“Post Traumatic Slide Syndrome” is episode ten (originally shown as episode eight) of season two of Sliders.
Rembrandt is on a therapist’s couch, talking about Sliding and the strain of adjusting to different worlds. The therapist wants him to start at the beginning; what precipitated this crisis? Rembrandt says it started two weeks ago. The Sliders arrived on a world and Quinn recognised a car. It bears the signs of an accident it had just before they left. They arrive at his house and the professor reminds Quinn they’ve been fooled before. Quinn opens the gate, which squeaks – although, in “Into the Mystic”, they might have got back home but the squeak had been fixed. Quinn’s mother is there and things look promising.

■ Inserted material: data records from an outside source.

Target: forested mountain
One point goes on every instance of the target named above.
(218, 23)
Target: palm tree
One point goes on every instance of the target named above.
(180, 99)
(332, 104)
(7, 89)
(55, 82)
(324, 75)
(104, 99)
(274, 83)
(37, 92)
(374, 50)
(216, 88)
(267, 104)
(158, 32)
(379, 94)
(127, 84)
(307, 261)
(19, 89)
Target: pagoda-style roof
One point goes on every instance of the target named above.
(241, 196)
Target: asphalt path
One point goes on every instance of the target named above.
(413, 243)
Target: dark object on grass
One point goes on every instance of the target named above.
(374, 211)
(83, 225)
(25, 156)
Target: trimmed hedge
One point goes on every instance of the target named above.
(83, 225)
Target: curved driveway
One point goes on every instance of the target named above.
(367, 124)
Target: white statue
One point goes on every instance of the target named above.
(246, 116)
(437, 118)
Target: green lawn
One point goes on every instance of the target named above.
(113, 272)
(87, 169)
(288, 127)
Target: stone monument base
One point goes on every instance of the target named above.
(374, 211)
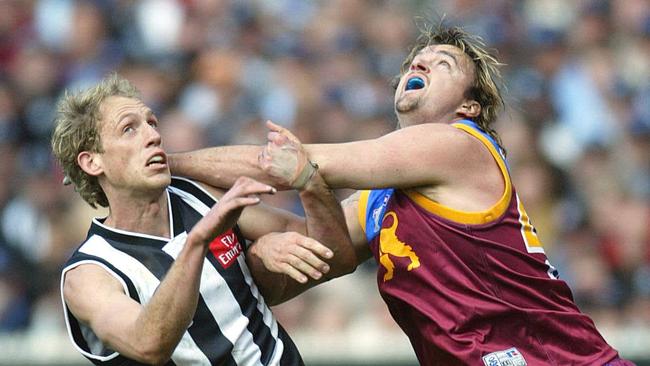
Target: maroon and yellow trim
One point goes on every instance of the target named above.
(363, 207)
(467, 217)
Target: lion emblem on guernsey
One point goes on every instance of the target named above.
(389, 244)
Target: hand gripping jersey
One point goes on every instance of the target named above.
(475, 288)
(232, 324)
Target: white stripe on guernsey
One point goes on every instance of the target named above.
(187, 352)
(65, 310)
(146, 236)
(267, 316)
(225, 309)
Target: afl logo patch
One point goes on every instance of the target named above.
(509, 357)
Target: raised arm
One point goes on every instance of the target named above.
(420, 155)
(219, 166)
(149, 333)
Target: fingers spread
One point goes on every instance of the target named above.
(293, 273)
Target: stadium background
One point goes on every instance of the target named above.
(577, 132)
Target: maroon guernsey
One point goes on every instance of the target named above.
(475, 288)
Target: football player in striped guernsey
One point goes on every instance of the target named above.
(163, 278)
(460, 265)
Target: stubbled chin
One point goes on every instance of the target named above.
(406, 104)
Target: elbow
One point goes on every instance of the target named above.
(342, 268)
(154, 352)
(155, 356)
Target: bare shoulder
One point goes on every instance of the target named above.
(447, 150)
(215, 191)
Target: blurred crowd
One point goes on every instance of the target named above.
(577, 126)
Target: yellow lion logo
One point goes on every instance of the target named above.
(389, 244)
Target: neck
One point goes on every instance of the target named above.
(412, 119)
(141, 215)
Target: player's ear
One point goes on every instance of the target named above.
(469, 109)
(91, 163)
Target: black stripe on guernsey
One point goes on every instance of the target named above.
(125, 237)
(75, 328)
(206, 334)
(290, 355)
(194, 190)
(179, 226)
(248, 303)
(241, 291)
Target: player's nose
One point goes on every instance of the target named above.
(418, 65)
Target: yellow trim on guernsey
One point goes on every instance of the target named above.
(465, 217)
(363, 206)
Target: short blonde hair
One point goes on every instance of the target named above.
(486, 89)
(77, 129)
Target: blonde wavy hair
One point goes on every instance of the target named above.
(486, 89)
(77, 129)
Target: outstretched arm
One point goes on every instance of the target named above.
(448, 154)
(220, 166)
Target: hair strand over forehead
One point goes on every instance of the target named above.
(486, 88)
(77, 129)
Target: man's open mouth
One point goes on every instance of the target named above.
(414, 83)
(157, 159)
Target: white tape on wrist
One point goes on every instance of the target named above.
(305, 175)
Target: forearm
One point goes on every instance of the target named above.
(343, 166)
(218, 166)
(326, 224)
(162, 322)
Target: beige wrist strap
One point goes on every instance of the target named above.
(305, 175)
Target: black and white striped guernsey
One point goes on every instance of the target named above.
(232, 324)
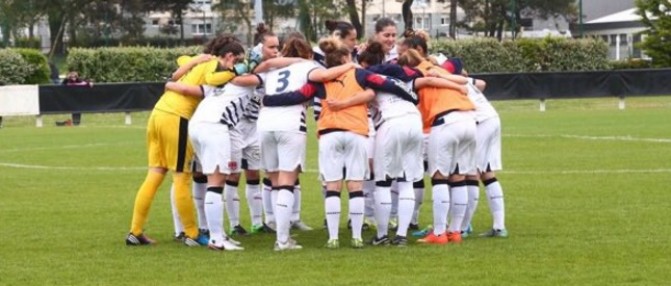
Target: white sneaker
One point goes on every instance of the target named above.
(288, 245)
(300, 225)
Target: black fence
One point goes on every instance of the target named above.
(125, 97)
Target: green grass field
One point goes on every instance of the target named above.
(586, 188)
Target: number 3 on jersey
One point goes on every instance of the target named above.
(283, 81)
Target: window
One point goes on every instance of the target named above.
(200, 29)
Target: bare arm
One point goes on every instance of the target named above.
(246, 80)
(183, 69)
(357, 99)
(269, 64)
(441, 83)
(324, 75)
(186, 89)
(451, 77)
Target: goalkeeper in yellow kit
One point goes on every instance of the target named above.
(168, 145)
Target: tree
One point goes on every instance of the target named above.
(656, 15)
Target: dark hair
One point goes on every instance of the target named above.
(383, 23)
(297, 47)
(341, 29)
(333, 50)
(416, 42)
(373, 54)
(215, 45)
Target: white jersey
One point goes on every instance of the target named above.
(222, 104)
(483, 108)
(388, 106)
(285, 118)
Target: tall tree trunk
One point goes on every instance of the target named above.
(453, 19)
(354, 17)
(407, 14)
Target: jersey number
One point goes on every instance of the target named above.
(283, 81)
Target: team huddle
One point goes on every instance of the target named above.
(387, 113)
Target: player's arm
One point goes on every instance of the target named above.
(371, 80)
(185, 89)
(440, 83)
(304, 94)
(187, 66)
(403, 73)
(324, 75)
(276, 63)
(358, 98)
(247, 80)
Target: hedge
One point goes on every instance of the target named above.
(14, 69)
(487, 55)
(126, 64)
(38, 64)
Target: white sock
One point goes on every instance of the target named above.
(394, 200)
(459, 197)
(255, 203)
(296, 213)
(266, 196)
(283, 209)
(332, 209)
(232, 201)
(382, 209)
(419, 199)
(441, 206)
(214, 210)
(198, 191)
(473, 197)
(496, 206)
(406, 205)
(179, 228)
(369, 198)
(356, 209)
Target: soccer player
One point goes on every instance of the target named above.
(170, 149)
(342, 141)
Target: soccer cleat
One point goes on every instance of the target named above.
(501, 233)
(376, 241)
(179, 237)
(422, 233)
(226, 245)
(238, 230)
(300, 225)
(288, 245)
(333, 244)
(467, 232)
(135, 240)
(432, 238)
(393, 224)
(454, 237)
(256, 228)
(400, 241)
(413, 226)
(357, 243)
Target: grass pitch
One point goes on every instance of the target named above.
(586, 191)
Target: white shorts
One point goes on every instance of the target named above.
(488, 145)
(398, 149)
(245, 148)
(452, 145)
(343, 152)
(212, 144)
(283, 150)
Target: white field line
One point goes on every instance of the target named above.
(594, 138)
(313, 171)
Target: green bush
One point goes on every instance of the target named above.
(487, 55)
(631, 64)
(39, 66)
(14, 69)
(126, 64)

Rembrandt continues narrating events to the therapist. The Sliders were drinking champagne in Quinn’s home and recapping titbits from their travels. The other three join the professor in the basement; Rembrandt has never seen it before. Professor Arturo says they have 95% of what might be the greatest invention the world has ever seen. They just lack the means to control and use it safely and, until they fix the remaining 5%, the professor says they should keep it quiet. Rembrandt would like to use it to boost his career and Wade asks what they are supposed to say; no-one has seen them in 18 months.
Outside, they agree to swear their families to secrecy. Rembrandt thinks the other three have good excuses, but who will believe Rembrandt was touring Asia? The professor thinks that’s reasonable, given the state of his career. As soon as he and Quinn are ready, they will have the biggest press conference the world has ever seen. He and Rembrandt leave and Wade kisses Quinn goodbye.
The professor returns to the university and sees his assistant, Miss Vonbaeck (Stacy Grant). He says he’s ready to resume his duties, assuming the dean hasn’t replaced him. She asks why the dean would do that. All told, her reactions to the professor seem a little off. Rembrandt heads to a music study and finds his agent, Artie. He has something big to tell him.
Later, Wade rings Quinn and tells him to turn on the television. The professor is announcing his discovery of Sliding to the world, with an artefact that will prove it came from another world.
Quinn speaks to Wade and Rembrandt in a bar; Quinn doesn’t care about the credit, only that they agreed to keep it secret. It’s done wonders for Rembrandt’s career, apparently, and Newsweek is serialising Wade’s diary. They offered $1 million. Quinn heads to call the professor, but he’s out of the office. Quinn does see a framed newspaper next to the phone and takes it back to the others. According to him, one of the teams in the Superbowl headline from the paper is wrong. This isn’t their Earth. Neither of them follow American football and aren’t convinced.
Quinn arrives home to find a suspicious-looking van outside and an intruder inside, who gets away in the van but has stolen something. The next day, he heads to find Wade and tells her the timer was stolen. He also has more proof; one boy in his 9th grade homeroom photo isn’t wearing braces and he did on their world. Wade isn’t convinced; everything else matches. Quinn says their doubles could have slid when they did. Wade is convinced they’re home. Quinn is concerned because they never checked the timer. They could end up stuck here if they can’t find the timer.
The professor is going on a complete ego trip, claiming all the credit for inventing Sliding. Quinn isn’t remotely bothered, as he’s convinced they aren’t home. As his evidence is a missing asterisk on a baseball card, a wrong team in the Superbowl and missing braces, Wade and Rembrandt, who are convinced they are home, are getting increasingly worried about him. Then a piece of evidence turns up that’s too big to miss. Yet they somehow did manage to; Wade even realises she did. The professor doesn’t seem to care and is behaving rather oddly and they are still missing the timer.